To understand the meaning of "adversarial" in a journalistic context, we need to consider an earlier tradition originating in England, where newspapers were openly affilaiated with a given political party or agenda. The rise of journalistic "objectivity" – an enlightenment concept – demanded that reporters not be the lapdog of a political patron, but impartial seekers of truth. To do this, it was felt, they needed to maintain an adversarial relationship with government, opposition parties, everyone. The problem with today's MSM is that it is selectively adversarial. Reporters are not formally obliged to any party, but there is a guild mentality that requires them to lean left if they want to be taken seriously or advance professionally. n n
No , DRK , so -called objectivity is a by product of the commercialization of the media .When the newspapers' revenues became more dependent on advertisers than on subscriptions they embraced 'objectivity to avoid chasing away readers of various political stripes .Advertisers want to sell soap to all comers and not those of any special political POV . The problem of late is that the MSM has flown a false flag of objectivity while peddling liberal spin fpr at least the last 30 years .. Nowsiedays folks find the 'news' sources that fit their politics just like it was in the glory days of Pulitzers vs Scripps .

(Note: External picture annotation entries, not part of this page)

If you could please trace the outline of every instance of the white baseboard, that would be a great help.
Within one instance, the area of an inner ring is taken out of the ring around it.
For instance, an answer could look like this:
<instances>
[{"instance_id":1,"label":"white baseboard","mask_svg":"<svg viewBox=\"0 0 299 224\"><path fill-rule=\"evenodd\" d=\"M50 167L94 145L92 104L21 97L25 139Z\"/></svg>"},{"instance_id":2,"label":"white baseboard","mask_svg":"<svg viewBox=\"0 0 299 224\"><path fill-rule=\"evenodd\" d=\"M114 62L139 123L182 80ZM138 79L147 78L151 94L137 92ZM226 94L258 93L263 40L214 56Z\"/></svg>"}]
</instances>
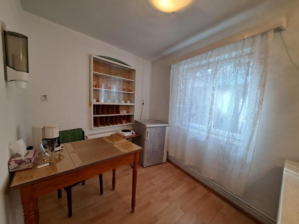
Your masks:
<instances>
[{"instance_id":1,"label":"white baseboard","mask_svg":"<svg viewBox=\"0 0 299 224\"><path fill-rule=\"evenodd\" d=\"M214 183L210 180L188 167L174 157L167 154L167 159L262 223L265 224L276 223L276 220L275 220L254 207L249 203L242 200L236 195Z\"/></svg>"}]
</instances>

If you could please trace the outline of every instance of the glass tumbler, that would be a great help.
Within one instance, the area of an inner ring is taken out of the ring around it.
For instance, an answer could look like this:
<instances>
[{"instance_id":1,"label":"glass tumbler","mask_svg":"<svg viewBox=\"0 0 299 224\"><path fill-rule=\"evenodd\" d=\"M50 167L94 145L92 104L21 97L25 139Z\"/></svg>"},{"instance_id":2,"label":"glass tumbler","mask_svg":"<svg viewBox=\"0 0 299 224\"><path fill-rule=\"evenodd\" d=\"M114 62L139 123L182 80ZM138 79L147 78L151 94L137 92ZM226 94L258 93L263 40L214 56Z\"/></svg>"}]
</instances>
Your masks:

As artemislange points out Frank's hurts Dems perception is his bias showing through. It makes me return to media bias, however — like the media cannot imagine that what their professors told them and before that their teachers told them and Obama is telling them right now could possibly be incorrect, and so they don't investigate it, and in fact help Obama out by explaining what he means or how he is correcting a Republican error (or they might call it lie). That is, perhaps it's their leftist bias that makes it hard for me to see whether they are adversarial enough or too much or are capable of investigative reporting at all if it wasn't for their bias.
For most of his career Congressman Frank was given a pass on his many escapades and diatribes, now he is being somewhat held to account for appointing Harold Raines President of FREDDIEMAC. The press should hold all politicians accountable, but talking more about a dog in a carrier on a car roof more than trillions of mis-spent funds, public money given to friends, the Keystone pipeline decision where is balance or discussion of issue that affect the public no matter whom the scrutiny favors?

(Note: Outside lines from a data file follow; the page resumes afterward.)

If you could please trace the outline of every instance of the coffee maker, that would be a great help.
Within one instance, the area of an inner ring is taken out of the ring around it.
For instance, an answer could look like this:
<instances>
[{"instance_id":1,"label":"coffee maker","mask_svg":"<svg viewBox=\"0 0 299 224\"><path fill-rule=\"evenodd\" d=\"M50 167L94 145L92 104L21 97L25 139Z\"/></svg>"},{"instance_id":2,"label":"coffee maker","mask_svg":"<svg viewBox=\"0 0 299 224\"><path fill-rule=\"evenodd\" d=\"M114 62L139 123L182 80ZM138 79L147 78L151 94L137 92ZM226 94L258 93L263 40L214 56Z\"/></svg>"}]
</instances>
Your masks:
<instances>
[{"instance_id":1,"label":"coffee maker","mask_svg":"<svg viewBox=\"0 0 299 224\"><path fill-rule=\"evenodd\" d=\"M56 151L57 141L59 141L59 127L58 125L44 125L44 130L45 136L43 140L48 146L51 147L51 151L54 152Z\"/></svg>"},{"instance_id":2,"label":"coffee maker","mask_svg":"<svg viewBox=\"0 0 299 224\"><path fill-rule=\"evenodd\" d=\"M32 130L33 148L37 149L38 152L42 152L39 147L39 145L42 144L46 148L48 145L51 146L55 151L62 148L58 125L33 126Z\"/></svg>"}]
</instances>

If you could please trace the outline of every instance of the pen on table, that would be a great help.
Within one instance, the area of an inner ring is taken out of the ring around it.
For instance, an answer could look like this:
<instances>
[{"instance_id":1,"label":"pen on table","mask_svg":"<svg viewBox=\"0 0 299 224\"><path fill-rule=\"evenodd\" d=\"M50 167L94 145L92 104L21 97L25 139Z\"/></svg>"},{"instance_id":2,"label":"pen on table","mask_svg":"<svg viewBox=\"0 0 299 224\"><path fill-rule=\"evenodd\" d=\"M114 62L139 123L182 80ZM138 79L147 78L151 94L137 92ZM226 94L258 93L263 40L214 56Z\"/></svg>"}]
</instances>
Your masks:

What I liked about the the exchange between Frank and Zengerle, a self important and twisty hack I’m familiar with when he was at TNR, is that the former put the latter quite in his place, piercing Zengerle’s delusional understanding of his own importance, as if he’s afflicting the comfortable in that particular echo chamber, as if he has any conception of what muck raking and exposing corruption and hypocrisy in reporting really means, as if he’s some part of a grand, honorable and essential journalistic tradition.